I had always felt rather discouraged by this, shaking my head sadly at my disorganized tendencies and subconsciously chalking up the cyclical unrest which descends on my heart to my easily affected emotional nature. I could not foresee a time in which I could learn to love restraint, voluntarily seek structure and live joyfully within each moment. I reveled - almost to an aching point -  in the literature, music and history which gave glimpses into life lived in such a manner. Yet here, I found myself falling short of realizing the hope in such glimpses by directing my disappointment toward my misfortune of having been born in the modern age or with a passionate nature. But as I've looked back over what was learned this term, I am seeing afresh what I really knew all along. Such peace is never convenient and is rarely the result of circumstances. This contrast struck with especial significance a few days ago as I read the following observations in a brief introduction to 17th century Literature:

"Of course an orderly world can be disrupted, and those who lived in the 17th-century were familiar with vast disorder. In this era their government was twice overturned, their church fragmented, their society redistributed. Indeed, though they believed in order, they saw very little of it. Perhaps this is why the recurrent movement of 17th-century literature is a quest for resolution. It is everywhere apparent, whether in Donne and Herbert’s self-wrestlings, Jonson’s neat epigrams, Herrick’s happy abandonment, or Milton’s weighty ponderings.

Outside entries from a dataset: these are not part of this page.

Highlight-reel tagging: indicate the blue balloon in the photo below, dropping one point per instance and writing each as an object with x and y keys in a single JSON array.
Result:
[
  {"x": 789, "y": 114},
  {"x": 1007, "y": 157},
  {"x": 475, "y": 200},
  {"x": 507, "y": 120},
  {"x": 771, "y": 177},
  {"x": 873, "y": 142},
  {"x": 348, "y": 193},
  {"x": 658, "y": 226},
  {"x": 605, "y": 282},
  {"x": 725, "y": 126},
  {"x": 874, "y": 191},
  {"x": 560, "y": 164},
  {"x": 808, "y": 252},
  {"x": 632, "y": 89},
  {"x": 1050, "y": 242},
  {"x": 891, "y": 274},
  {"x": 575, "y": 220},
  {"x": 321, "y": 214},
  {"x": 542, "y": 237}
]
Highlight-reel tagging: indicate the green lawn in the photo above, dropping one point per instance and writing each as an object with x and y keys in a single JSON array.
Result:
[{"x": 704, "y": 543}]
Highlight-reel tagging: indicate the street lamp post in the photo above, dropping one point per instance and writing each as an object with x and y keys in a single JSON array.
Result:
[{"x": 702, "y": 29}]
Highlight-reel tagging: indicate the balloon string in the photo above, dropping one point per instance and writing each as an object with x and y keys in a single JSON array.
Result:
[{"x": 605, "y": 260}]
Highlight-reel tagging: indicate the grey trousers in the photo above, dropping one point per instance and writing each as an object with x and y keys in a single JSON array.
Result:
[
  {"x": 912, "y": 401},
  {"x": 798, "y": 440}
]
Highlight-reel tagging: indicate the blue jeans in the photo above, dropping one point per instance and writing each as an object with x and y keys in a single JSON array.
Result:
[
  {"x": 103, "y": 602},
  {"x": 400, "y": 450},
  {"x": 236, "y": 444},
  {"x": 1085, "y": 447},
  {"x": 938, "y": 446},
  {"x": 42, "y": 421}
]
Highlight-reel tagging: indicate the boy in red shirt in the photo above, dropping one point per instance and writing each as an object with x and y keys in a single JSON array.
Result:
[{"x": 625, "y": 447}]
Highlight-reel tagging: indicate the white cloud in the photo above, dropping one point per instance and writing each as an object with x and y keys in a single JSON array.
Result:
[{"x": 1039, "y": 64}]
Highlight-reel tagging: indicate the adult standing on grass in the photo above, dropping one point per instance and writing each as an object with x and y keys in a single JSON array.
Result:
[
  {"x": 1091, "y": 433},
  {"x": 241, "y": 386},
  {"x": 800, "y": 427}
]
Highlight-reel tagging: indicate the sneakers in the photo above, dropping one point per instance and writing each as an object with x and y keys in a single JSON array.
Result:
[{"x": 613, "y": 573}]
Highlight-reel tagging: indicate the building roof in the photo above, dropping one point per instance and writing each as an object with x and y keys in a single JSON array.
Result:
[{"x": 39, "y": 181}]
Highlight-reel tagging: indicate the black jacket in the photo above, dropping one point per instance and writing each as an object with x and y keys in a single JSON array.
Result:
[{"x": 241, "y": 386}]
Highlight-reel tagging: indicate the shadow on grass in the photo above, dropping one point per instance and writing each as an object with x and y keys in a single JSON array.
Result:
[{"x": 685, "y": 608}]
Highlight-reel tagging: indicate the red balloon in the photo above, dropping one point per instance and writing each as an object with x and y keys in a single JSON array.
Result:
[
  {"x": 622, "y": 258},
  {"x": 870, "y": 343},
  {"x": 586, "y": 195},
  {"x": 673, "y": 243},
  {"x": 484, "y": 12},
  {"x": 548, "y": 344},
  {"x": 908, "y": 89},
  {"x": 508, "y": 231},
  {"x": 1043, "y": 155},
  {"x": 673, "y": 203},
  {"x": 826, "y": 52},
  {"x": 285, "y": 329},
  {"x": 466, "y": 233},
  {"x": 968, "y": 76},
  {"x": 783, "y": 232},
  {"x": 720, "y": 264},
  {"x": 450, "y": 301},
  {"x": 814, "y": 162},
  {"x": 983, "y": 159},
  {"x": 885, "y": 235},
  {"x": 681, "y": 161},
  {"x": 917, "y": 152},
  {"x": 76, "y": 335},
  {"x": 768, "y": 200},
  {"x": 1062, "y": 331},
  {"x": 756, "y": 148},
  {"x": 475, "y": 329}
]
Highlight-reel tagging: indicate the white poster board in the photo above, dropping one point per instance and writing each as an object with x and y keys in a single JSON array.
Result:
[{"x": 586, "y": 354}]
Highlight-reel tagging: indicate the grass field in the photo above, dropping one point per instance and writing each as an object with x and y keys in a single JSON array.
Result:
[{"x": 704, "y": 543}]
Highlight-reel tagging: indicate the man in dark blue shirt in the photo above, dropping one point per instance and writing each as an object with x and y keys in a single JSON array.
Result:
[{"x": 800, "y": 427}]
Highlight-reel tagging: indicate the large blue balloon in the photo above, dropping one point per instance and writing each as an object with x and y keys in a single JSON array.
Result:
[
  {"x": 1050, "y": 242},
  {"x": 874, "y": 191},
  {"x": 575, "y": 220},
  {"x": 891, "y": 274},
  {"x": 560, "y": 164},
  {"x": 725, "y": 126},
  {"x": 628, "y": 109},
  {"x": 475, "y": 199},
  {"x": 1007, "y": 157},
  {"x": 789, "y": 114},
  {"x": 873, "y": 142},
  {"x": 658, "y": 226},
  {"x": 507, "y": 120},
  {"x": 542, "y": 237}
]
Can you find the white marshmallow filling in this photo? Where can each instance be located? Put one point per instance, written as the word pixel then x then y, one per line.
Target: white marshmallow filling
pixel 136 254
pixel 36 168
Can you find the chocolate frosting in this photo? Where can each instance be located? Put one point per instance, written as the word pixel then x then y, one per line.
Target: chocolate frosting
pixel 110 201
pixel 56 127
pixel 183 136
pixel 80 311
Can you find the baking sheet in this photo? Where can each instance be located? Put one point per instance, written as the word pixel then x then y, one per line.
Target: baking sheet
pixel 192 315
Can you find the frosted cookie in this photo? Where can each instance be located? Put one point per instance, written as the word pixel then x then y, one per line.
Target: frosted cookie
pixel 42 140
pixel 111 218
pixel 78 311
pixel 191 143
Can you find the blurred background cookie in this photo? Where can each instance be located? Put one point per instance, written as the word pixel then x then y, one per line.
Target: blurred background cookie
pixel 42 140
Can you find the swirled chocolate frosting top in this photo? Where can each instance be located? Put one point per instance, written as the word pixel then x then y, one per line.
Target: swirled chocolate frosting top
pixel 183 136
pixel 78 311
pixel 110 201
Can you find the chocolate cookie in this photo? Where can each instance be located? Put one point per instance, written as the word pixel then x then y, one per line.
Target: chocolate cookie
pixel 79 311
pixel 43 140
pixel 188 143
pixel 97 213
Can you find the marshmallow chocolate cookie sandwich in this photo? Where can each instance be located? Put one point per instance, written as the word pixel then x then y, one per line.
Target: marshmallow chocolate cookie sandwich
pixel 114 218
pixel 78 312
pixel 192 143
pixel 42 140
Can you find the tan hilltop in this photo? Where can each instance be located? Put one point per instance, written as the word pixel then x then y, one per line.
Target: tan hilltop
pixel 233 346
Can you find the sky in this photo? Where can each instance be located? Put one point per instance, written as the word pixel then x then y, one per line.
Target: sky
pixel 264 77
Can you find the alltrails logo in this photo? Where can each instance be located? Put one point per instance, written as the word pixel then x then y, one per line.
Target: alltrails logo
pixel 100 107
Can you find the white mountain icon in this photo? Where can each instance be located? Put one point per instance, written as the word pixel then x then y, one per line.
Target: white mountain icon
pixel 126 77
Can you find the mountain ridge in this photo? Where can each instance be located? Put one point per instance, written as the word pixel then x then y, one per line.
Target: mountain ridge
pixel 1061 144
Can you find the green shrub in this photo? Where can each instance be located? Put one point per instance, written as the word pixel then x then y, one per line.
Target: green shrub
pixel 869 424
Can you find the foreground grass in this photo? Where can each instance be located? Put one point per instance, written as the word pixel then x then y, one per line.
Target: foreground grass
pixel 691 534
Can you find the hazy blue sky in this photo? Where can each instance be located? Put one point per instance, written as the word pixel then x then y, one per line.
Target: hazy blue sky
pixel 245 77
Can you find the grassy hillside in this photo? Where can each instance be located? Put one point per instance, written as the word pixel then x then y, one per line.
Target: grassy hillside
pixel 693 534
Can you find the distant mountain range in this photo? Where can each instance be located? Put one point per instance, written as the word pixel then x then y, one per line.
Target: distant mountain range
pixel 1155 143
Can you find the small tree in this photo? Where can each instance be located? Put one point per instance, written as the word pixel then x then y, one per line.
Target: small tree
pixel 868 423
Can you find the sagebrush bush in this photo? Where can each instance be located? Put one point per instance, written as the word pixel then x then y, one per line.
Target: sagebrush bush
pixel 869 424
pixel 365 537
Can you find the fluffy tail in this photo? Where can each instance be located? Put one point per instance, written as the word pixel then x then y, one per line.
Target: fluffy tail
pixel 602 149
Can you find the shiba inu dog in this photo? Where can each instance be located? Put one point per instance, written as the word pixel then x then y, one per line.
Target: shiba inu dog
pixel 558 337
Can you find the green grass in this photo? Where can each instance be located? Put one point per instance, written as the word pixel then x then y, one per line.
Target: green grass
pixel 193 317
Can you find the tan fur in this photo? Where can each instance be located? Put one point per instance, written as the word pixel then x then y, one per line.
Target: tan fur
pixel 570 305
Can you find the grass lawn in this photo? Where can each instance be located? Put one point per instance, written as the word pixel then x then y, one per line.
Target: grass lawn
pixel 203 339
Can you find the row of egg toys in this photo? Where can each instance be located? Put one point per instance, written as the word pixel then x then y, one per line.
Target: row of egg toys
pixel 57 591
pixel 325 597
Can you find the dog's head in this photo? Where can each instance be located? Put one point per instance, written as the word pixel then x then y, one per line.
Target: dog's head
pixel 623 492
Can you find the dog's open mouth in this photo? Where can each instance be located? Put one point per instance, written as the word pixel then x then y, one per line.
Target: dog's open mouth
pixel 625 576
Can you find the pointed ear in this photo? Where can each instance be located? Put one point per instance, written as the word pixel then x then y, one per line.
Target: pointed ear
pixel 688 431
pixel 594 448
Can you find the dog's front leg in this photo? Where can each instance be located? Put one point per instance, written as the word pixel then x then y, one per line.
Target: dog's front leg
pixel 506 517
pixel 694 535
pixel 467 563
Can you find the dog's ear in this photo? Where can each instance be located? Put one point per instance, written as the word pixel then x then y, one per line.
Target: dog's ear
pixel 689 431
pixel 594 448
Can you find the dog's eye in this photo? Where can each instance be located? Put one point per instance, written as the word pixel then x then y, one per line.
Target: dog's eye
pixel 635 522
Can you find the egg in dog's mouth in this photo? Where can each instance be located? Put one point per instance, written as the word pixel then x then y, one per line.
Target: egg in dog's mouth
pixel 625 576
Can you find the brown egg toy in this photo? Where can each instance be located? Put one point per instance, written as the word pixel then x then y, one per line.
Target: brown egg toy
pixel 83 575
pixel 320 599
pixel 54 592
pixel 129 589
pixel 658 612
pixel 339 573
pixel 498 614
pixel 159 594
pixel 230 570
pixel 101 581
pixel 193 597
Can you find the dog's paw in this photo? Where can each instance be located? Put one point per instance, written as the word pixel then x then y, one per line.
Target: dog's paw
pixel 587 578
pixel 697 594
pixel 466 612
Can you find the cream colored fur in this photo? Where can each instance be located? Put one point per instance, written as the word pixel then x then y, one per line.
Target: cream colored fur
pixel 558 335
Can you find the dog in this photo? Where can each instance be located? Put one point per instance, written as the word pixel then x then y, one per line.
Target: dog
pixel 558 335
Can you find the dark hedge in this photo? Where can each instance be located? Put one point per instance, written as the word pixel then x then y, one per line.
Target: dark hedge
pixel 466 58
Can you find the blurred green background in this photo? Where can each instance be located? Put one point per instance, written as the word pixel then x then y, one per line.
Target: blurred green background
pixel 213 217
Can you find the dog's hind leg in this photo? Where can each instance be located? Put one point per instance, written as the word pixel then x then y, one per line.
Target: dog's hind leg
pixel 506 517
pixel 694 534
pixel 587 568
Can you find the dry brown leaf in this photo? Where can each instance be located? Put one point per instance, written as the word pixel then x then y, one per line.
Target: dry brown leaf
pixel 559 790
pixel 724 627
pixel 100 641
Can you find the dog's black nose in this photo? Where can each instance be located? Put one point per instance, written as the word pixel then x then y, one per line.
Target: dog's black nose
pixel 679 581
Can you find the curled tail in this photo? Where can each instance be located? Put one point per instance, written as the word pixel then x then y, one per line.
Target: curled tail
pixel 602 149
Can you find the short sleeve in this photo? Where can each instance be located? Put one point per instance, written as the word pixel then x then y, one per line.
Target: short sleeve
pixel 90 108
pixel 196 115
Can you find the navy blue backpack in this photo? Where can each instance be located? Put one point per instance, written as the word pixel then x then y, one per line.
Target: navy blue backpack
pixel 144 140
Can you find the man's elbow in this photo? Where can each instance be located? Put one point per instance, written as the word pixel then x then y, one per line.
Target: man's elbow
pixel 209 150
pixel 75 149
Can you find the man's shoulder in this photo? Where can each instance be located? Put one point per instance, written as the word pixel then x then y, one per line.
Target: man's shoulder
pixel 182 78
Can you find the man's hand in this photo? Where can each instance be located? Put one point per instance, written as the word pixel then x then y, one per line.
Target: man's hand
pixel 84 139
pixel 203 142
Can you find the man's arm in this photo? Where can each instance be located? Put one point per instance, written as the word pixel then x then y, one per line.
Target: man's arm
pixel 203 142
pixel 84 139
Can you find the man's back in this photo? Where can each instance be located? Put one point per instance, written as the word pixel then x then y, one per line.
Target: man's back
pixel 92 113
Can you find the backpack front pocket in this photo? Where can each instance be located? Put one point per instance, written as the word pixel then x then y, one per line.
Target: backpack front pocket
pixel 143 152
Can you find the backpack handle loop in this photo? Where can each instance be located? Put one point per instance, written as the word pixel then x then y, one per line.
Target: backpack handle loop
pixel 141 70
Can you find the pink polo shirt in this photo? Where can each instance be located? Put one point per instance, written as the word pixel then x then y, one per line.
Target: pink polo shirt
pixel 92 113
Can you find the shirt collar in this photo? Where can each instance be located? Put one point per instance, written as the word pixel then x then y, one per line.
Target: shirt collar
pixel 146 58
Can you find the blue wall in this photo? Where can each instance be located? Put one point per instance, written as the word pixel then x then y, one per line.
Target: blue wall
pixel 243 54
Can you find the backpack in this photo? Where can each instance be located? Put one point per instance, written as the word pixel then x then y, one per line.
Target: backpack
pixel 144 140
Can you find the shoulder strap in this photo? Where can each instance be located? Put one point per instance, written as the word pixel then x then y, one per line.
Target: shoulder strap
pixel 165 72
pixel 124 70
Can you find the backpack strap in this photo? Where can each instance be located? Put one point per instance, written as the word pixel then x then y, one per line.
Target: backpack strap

The quest for resolution bred a spirit of high resolve: the writer set pen to paper questioning, and did not stop his hand until he attained some answer or equilibrium.... Common to all these is the searching and arriving, which in our day may signal a strange
glimmer of hope. We have grown callously accustomed to pursuing a never-ending search; the 17th
century poets may renew our hope for rest." (L. Brigham)

That last line has especially stayed with me as having pinpointed one of the key differences between my default approach to life and that which I am now striving to quietly embrace. "Pursuing a never-ending search" could serve as an accurate label over most of my life thus far. The pursuit had, in itself, become a kind of goal, much like that which C.S. Lewis describes in Surprised By Joy.  I am now discovering that there is a kind of settledness which may be had now - unbound by circumstance. As creatures which still bear vestiges of their unfallen capacity for peace and joy, we are privileged to hold both the ever-present longing for full restoration and a settled contentment now

This realization has been steadily growing since early this summer but it has reached a head in the last few days. God-given abundance is all around us - just as real as the loss and grief and struggle visible on every side. To savor what has been given (not in what one could wish for outside of that gift), to take joy in one's work as the prescribed calling of that moment, to rest in the confidence of God's sovereign providence over all...my words fail in describing the relief of such a thought. My "hope for rest" has been renewed, a "spirit of high resolve" has been instilled and I am setting forth: beginning on my knees with the earnest prayer for grace to live in light of how I was created and towards the state to which I will be restored. While I cry, as fervently as ever, "Come, Lord Jesus, Come" I can say for nearly the first time that I take deep joy in the chance to "walk as in His presence" now. This world is fallen, but it is yet a mirror, a glimpse, a taste of the Paradise which our Almighty God created us to tend and enjoy. How can we do otherwise?